6. 互助会を「やばい」と感じる理由とその対策
インターネットで「葬儀 互助会」と検索すると、「やばい」「損する」といったネガティブな情報も散見されます。なぜそのような声があるのか、そして、その不安を解消するための対策について解説します。
6-1. 「やばい」と言われる主な理由
- 解約手数料の高さ: 積立金の15~20%という手数料は、決して安くはありません。特に、加入後すぐに解約した場合などは、損をしたと感じる人がいるようです。
- 積立金だけで賄えないケースが多い: 想定していたよりも高額な追加費用が発生し、結果的に損をしたと感じてしまうケース。
- 運営会社の倒産リスク: 万が一の際に、積立金が全額戻ってこない可能性への不安。
- 「押し売り」的な勧誘: 強引な勧誘によって、必要のない契約をしてしまい、後で後悔するケース。
6-2. 不安を解消するための対策
- 契約前に「なぜ加入するのか」「何のために積み立てるのか」を明確にする: 自身の葬儀に対する考えや、経済状況と照らし合わせ、本当に必要かどうかを冷静に判断する。
- 契約内容を隅々まで確認し、不明な点は必ず質問する: 特に、サービス内容、追加費用、解約条件については、曖昧なままにしない。

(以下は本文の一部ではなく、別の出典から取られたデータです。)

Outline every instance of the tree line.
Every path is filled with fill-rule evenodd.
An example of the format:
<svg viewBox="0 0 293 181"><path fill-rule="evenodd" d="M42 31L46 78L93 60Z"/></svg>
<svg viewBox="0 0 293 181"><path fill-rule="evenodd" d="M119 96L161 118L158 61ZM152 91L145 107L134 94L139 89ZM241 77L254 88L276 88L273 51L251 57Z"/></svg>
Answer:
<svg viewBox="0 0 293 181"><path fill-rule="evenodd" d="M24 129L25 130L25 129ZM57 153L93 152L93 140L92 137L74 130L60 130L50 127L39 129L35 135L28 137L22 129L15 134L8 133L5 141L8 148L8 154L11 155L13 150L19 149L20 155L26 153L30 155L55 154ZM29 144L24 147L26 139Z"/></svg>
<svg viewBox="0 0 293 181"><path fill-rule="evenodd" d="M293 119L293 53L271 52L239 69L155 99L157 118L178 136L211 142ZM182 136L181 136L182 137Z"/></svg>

- 複数の互助会や葬儀社を比較検討する: 料金体系やサービス内容、特典などを比較し、最も自分に合ったものを選ぶ。
- 強引な勧誘には毅然とした態度で断る: 焦って契約しない。
- 家族と十分に話し合い、情報共有を行う: 家族の理解を得ておくことで、後々のトラブルを防ぐ。
互助会は、適切に理解し、利用すれば、葬儀費用準備の有効な手段となり得ます。しかし、その仕組みやリスクを理解せずに契約してしまうと、「やばい」と感じる状況に陥る可能性もあるのです。
7. まとめ:互助会との賢い付き合い方
葬儀互助会は、人生の大きな出費である葬儀費用に、計画的に備えるための有効な手段の一つです。毎月の掛金で、急な出費への不安を軽減し、会員特典によって葬儀費用を抑えられる可能性があるというメリットは、多くの方にとって魅力的に映るでしょう。

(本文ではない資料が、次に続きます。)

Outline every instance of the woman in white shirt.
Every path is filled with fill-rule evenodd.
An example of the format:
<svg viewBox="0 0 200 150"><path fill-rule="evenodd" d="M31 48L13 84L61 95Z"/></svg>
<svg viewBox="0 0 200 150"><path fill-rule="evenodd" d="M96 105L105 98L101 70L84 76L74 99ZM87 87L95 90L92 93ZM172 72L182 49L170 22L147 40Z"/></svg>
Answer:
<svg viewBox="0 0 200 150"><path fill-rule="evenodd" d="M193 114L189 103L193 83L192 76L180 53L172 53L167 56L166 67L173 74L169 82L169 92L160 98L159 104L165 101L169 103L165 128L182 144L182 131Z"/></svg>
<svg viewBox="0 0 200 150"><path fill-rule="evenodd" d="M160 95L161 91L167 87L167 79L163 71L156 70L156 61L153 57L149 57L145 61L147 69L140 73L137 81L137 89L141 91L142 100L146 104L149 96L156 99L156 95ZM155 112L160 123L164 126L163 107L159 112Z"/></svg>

しかし、その一方で、積立金はサービス提供の権利であり、現金での還元ではないこと、追加費用が発生する可能性があること、解約手数料がかかること、そして運営会社の倒産リスクといったデメリットも存在します。
互助会を賢く利用するためには、以下の点を常に意識することが重要です。
- ご自身の葬儀に対する考えや希望を明確にする。
- 契約内容を隅々まで理解し、不明な点は必ず確認する。
- 複数の互助会や葬儀社を比較検討する。
- 家族と十分に話し合い、情報共有を行う。
互助会は、あくまで葬儀費用準備の一つの選択肢です。葬儀保険、自己資金での積立、葬儀社独自の会員制度など、他の方法とも比較検討し、ご自身のライフプランや価値観に最も合った方法を選ぶことが大切です。
この記事が、互助会に対する理解を深め、皆様が安心して「もしもの時」に備えるための一助となれば幸いです。